Insomma c’è stato un tempo in cui, per dirla con il titolo di un libro conosciuto, «gli albanesi eravamo noi». Quindi nemmeno oggi c’è da stupirsi se qualcuno «cerca di togliere d’attorno i disabili, i poveri, i clochard» non solo con le ordinanze, «ma con i pestaggi, gli insulti e le fiamme» (Gianantonio Stella: Negri, Froci, Giudei & Co. pag. 263). In fondo l’uomo non cambia mai. Gli basta un capro espiatorio per auto assolversi.
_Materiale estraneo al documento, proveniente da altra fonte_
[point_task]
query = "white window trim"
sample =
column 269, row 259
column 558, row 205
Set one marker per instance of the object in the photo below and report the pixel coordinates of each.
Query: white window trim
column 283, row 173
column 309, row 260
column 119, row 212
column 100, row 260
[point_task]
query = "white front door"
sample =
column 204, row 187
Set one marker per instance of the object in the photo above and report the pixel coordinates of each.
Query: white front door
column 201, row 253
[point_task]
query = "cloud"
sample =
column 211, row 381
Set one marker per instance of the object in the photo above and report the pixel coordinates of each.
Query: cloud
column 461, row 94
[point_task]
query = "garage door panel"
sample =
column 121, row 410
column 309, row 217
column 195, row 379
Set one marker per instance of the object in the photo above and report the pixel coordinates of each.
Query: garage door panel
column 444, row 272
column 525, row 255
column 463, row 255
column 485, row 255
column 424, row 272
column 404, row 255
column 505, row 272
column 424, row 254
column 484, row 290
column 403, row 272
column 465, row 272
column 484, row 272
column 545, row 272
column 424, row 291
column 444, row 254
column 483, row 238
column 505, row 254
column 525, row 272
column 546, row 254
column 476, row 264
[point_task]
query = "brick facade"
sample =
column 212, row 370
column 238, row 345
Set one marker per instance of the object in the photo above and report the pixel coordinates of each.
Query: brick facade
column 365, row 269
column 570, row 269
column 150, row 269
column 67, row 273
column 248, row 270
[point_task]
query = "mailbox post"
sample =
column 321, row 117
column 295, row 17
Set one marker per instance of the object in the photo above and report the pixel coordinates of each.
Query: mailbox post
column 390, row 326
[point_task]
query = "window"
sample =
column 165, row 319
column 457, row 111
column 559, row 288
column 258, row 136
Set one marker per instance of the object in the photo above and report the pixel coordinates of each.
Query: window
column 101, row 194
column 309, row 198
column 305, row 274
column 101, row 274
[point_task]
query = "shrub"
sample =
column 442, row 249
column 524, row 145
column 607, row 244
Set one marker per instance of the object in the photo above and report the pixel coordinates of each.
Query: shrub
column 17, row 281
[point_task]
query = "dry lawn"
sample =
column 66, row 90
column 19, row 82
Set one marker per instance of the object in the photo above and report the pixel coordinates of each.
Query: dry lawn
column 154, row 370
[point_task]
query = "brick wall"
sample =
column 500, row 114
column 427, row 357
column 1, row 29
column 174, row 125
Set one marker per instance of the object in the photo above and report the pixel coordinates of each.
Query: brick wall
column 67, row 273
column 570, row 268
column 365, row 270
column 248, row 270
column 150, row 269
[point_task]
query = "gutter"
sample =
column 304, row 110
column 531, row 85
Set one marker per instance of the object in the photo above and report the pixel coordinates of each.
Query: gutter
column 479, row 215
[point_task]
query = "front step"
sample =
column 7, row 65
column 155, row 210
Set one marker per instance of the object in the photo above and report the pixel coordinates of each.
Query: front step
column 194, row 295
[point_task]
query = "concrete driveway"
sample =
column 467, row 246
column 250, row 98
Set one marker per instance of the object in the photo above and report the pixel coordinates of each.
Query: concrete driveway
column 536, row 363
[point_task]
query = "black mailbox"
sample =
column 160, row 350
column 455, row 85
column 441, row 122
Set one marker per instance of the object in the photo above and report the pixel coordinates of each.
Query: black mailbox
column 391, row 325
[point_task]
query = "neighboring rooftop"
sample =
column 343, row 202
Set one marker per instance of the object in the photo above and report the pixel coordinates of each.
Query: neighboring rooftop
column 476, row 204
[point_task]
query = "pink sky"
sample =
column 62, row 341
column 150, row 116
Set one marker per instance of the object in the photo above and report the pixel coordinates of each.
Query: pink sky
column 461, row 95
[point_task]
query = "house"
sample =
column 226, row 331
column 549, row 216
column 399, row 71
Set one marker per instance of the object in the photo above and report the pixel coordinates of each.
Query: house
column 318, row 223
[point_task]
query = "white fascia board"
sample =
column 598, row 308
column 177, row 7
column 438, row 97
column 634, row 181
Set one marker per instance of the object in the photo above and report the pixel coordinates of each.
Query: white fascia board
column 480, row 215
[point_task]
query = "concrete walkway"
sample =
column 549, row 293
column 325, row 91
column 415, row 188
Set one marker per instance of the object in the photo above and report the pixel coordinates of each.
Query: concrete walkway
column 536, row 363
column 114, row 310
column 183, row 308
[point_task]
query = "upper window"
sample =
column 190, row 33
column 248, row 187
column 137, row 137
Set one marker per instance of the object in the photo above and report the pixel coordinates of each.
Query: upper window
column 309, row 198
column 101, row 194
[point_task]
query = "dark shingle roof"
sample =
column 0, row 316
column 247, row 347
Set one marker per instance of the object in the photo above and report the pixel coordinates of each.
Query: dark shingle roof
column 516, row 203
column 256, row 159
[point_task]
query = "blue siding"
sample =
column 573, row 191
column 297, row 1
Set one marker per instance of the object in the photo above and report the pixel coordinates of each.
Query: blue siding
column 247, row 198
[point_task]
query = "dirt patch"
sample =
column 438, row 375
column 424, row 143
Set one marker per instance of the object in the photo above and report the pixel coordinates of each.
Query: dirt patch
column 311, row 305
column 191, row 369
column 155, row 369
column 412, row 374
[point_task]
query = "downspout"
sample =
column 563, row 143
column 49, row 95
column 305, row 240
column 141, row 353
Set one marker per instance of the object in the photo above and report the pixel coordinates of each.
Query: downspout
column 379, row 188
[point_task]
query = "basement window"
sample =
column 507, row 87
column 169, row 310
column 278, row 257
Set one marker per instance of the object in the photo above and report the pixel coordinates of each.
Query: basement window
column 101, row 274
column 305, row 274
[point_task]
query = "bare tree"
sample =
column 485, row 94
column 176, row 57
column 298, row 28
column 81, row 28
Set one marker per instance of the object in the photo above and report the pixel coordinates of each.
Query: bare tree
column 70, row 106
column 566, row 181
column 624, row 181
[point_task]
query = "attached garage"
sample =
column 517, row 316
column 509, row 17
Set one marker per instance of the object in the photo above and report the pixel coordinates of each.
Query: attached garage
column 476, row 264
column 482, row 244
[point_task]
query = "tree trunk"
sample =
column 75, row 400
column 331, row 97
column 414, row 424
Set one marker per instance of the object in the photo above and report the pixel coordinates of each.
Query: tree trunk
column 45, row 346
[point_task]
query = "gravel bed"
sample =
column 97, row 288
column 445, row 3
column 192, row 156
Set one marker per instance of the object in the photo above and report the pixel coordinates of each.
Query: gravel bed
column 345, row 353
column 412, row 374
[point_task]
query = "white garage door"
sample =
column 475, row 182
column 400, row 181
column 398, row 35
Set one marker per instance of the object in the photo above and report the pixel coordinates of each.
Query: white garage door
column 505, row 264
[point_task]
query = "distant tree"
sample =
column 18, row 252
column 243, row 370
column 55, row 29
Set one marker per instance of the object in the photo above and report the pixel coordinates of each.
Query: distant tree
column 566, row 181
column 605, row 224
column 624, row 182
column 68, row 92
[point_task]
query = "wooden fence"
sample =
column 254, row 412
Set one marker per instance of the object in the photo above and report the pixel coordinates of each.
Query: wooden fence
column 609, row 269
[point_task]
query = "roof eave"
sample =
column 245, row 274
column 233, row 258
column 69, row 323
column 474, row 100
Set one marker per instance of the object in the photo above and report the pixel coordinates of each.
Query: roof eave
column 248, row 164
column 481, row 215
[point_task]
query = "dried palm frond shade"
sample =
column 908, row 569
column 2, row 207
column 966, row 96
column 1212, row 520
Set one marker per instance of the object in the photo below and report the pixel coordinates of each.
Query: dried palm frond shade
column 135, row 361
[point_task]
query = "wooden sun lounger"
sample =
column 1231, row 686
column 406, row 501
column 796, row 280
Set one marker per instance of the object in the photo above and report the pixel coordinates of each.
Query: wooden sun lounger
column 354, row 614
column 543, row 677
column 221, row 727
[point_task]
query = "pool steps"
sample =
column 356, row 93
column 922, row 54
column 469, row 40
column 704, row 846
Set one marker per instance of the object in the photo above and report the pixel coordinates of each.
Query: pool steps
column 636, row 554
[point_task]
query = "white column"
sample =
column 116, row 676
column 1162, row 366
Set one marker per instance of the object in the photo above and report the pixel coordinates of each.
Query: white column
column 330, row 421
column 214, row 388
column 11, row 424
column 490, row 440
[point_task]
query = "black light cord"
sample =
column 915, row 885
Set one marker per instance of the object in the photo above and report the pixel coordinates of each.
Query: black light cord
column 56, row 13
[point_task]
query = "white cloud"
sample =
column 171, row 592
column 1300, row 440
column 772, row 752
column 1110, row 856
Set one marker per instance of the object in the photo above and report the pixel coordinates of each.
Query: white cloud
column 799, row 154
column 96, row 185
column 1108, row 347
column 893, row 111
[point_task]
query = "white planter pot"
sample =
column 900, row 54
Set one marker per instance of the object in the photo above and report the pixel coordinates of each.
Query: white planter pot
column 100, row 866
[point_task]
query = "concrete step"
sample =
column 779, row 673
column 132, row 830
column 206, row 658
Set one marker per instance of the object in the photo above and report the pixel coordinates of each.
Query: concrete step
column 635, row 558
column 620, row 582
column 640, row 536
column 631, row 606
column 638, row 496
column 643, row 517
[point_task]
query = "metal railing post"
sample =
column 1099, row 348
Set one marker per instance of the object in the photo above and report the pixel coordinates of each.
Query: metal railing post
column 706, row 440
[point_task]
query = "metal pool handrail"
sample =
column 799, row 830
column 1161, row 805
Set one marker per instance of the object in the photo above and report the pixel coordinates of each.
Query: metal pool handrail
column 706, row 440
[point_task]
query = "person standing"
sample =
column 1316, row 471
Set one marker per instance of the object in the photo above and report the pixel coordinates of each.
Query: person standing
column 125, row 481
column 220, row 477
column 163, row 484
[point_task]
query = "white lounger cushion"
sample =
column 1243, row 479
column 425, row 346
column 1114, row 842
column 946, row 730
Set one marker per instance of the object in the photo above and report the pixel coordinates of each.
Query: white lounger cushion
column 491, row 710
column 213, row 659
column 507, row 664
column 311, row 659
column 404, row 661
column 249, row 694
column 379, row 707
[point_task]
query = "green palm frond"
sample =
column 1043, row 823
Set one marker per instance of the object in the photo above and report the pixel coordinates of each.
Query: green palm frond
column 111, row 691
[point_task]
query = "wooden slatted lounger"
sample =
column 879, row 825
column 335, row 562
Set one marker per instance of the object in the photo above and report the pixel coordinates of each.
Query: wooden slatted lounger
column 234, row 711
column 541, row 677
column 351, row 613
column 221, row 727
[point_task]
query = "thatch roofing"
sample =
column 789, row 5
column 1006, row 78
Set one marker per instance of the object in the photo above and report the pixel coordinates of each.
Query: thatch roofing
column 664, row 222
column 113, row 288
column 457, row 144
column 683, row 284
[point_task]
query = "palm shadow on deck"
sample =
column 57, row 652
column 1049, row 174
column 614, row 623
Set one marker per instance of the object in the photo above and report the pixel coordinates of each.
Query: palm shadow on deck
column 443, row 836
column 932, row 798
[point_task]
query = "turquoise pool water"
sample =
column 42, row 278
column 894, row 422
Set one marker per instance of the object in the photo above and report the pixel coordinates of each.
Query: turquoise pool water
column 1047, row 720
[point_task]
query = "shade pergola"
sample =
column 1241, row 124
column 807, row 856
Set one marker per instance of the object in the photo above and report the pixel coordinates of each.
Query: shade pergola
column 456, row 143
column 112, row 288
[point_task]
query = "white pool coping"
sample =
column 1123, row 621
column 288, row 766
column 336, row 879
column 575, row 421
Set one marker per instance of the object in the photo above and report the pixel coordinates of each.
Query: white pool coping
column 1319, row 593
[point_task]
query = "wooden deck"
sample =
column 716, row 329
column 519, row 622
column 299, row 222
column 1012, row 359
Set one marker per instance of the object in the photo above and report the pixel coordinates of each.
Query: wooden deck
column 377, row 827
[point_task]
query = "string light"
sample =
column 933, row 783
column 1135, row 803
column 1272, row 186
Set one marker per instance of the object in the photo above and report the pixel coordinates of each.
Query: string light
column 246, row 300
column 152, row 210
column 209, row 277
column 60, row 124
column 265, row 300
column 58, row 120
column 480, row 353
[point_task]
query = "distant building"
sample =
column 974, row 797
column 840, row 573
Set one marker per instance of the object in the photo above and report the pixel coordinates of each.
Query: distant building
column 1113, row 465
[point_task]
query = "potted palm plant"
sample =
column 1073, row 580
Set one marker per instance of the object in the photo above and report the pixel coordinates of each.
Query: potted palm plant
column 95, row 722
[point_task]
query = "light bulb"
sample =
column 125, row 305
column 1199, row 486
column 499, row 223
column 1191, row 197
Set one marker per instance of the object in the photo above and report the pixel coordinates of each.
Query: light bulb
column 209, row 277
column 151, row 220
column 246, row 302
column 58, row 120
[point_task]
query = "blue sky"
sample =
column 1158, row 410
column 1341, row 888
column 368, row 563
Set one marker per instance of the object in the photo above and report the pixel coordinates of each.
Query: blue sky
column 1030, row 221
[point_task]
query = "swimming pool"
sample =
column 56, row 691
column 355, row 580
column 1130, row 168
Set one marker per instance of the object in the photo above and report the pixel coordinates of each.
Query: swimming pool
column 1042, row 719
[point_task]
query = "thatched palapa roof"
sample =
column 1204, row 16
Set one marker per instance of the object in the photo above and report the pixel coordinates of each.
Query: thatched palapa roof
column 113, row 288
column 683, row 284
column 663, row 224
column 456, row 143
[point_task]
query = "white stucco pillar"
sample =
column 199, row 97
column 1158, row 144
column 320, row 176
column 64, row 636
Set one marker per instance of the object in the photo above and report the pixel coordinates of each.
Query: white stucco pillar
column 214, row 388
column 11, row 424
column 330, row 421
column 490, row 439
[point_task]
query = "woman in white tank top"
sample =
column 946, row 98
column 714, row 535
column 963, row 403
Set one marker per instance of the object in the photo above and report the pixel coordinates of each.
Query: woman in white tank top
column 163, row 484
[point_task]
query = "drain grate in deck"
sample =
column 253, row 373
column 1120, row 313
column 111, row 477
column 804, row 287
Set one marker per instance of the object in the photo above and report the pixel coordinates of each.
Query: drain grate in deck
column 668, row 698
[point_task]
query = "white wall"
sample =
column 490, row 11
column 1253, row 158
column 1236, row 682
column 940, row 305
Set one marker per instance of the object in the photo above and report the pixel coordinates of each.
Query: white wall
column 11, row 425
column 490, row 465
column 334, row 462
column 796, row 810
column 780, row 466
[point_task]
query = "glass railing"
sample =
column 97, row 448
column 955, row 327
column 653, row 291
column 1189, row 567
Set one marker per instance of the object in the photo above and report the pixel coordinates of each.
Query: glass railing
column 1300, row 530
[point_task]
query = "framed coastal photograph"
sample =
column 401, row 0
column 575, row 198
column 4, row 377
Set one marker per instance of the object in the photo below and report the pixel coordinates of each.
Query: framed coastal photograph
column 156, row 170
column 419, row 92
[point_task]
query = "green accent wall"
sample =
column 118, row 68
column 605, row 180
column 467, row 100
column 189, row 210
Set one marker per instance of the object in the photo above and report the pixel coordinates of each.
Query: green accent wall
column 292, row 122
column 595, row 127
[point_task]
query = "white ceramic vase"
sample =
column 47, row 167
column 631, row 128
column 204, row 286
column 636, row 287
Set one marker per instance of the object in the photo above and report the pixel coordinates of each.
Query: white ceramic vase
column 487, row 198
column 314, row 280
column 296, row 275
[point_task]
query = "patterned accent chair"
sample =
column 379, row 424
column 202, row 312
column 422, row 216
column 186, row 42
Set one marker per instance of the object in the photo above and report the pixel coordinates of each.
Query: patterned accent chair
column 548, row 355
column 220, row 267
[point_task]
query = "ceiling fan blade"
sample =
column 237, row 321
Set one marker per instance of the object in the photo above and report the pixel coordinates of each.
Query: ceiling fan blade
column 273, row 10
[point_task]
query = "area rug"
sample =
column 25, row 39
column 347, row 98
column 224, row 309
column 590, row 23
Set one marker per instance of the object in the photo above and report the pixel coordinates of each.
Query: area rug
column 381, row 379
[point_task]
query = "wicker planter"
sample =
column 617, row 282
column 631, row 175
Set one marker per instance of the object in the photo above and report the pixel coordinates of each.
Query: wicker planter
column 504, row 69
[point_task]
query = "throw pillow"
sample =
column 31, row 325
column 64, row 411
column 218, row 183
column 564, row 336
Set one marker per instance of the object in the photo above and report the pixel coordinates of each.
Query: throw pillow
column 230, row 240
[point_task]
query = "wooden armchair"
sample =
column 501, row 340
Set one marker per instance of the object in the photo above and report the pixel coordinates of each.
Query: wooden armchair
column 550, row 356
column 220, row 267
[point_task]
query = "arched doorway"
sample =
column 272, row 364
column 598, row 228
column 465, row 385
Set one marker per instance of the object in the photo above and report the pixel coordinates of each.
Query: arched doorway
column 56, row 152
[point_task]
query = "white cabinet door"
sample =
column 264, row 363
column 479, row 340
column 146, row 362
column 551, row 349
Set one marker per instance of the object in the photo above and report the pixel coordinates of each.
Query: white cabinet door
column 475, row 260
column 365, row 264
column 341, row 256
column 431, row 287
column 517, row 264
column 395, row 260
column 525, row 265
E se, invece, si cominciasse a ragionare, a lasciar perdere i troppi pregiudizi, al non fare di tutte le erbe un fascio? Mi raccontava pochi giorni fa una persona, anch’essa vittima di un certo modo di pensare, che è bastato incontrare e conoscere una famiglia straniera, dialogando senza paura, per capirne la sofferenza e il valore. Pur di odiare abbiamo inventato le razze. Marco Aime, antropologo, nel volume “Classificare, separare, escludere”, dopo aver analizzato brevemente gli studi degli scienziati scrive che ormai «non è possibile classificare l’umanità sulla base di differenze biologiche significative». E ammette che «è un grande equivoco quello della razza, sorto grazie a una interpretazione errata della teoria darwiniana, sulla base della quale si ipotizzavano differenze biologiche e culturali tra i gruppi umani» (pag. 90). Ancora oggi, purtroppo, vediamo quanto «sia più facile spezzare un atomo piuttosto che un pregiudizio» (Albert Einstein), e il fatto che «il dato scientifico non sia sufficiente a sconfiggere i pregiudizi, ci dà la misura di quanto il nostro pensiero sia modellato più dalle percezioni che non da evidenze razionali». (pag.92).

È il cammino di ciascuno, impegnativo, difficile e costante che forse può far superare agli uomini quelle idee che servono a ritagliarsi un posto privilegiato, là dove, però, non ci sono né confini né reticolati, perché quel posto è di tutti.